The region was chosen because of its unique geography, weather and the number of visitors it sees to the island in a given year.

Local leaders are being asked to come up with a plan to invest in climate change, which they say is a far cry from the Manitoulin Island parents and grandparents knew in their youth.

"Individuals and households will know what their footprint is - businesses will look at the support systems available as they transition to a low-carbon economy. Community leaders will have a baseline ln which they could work to build more sustainable, resilient and sustainable communities," said Re-Think Green community planner Simon Blakeley.

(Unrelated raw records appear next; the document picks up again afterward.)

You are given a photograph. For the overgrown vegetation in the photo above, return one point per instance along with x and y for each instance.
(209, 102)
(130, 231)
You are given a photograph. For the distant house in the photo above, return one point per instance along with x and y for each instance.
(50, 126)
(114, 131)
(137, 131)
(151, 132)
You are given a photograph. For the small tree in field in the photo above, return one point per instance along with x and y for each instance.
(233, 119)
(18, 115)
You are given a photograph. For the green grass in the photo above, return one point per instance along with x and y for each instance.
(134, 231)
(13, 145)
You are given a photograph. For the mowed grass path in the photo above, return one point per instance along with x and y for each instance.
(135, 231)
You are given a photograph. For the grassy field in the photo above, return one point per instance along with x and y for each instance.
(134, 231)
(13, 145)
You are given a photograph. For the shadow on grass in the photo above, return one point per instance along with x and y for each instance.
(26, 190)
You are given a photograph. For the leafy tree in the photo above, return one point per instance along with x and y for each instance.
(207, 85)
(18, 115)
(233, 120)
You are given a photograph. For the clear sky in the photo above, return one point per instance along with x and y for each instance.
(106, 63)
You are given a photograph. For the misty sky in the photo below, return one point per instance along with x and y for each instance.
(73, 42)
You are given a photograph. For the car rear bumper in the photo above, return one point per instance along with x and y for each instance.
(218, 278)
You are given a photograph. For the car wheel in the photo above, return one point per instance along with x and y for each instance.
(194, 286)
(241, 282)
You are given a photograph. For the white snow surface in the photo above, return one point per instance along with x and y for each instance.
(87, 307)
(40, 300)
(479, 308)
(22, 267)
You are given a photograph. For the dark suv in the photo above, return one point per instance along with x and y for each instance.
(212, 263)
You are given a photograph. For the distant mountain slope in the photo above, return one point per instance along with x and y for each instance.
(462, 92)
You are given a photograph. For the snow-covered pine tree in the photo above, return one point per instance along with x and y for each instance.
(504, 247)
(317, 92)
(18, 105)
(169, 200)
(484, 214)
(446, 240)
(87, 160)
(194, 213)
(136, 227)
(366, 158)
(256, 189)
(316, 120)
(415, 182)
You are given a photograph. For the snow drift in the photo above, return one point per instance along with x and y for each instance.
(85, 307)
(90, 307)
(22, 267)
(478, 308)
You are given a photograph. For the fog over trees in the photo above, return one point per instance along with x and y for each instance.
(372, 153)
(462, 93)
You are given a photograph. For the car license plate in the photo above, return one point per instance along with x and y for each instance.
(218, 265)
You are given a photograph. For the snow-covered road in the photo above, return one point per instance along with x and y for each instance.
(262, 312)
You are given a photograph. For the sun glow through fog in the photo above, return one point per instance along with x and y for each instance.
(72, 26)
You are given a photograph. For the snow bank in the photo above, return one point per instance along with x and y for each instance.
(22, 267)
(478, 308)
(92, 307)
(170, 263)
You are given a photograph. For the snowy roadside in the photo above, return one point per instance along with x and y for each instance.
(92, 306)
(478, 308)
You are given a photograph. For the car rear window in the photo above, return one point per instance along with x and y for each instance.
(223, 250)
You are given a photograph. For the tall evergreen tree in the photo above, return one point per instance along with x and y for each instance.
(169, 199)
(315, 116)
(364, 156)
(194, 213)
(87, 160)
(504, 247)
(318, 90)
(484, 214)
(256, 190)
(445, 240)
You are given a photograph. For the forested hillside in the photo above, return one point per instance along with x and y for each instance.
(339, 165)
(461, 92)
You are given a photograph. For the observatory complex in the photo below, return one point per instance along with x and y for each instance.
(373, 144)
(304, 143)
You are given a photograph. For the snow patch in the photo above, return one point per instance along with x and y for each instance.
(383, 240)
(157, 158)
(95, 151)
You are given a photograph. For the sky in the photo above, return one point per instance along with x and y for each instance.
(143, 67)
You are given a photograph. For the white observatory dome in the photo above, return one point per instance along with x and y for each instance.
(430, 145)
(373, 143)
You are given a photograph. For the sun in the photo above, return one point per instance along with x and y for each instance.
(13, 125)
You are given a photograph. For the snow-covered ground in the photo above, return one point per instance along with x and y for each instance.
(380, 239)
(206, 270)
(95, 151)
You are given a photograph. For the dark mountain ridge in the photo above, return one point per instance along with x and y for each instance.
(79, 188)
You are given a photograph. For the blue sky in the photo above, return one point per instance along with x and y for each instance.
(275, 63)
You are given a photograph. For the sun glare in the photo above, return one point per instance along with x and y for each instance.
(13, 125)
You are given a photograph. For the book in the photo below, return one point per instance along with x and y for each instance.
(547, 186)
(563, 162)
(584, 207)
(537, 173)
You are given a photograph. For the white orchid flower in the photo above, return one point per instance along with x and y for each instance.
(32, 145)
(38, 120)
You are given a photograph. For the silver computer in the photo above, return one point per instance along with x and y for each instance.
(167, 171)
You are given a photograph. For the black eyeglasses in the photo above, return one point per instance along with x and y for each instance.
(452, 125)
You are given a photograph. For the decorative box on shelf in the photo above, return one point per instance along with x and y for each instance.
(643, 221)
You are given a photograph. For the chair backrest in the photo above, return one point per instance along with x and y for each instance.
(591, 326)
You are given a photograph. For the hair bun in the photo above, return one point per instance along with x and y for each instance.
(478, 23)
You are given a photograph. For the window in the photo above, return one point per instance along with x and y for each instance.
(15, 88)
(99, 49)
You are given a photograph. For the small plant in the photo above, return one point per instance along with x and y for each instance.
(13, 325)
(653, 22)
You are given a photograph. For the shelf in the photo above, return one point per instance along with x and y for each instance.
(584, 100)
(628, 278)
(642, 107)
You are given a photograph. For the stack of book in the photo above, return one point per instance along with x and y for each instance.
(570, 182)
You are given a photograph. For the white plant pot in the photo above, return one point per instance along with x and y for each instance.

Re-Think Green made its presentation outside the town hall for Northeastern Manitoulin and the Islands. The community's mayor, Al MacNevin, said he is excited to see the findings.

"It's actually been a couple of years since we've had a conversation about it directly, so I'm looking forward to peeling back the 'onion,' and seeing what the recommendations are and whatever areas we can improve in. I think our council would be very supportive and our community as well," said MacNevin.

"You know, if they encourage that of all the visitors, then everyone would be on board. And, like I said, it's not doom and gloom. It's an exciting change that we can be part of," said St. Georges.

After Little Current, the Re-Think Green group said it has meetings with leaders and residents in both Tehkummah and Gore Bay.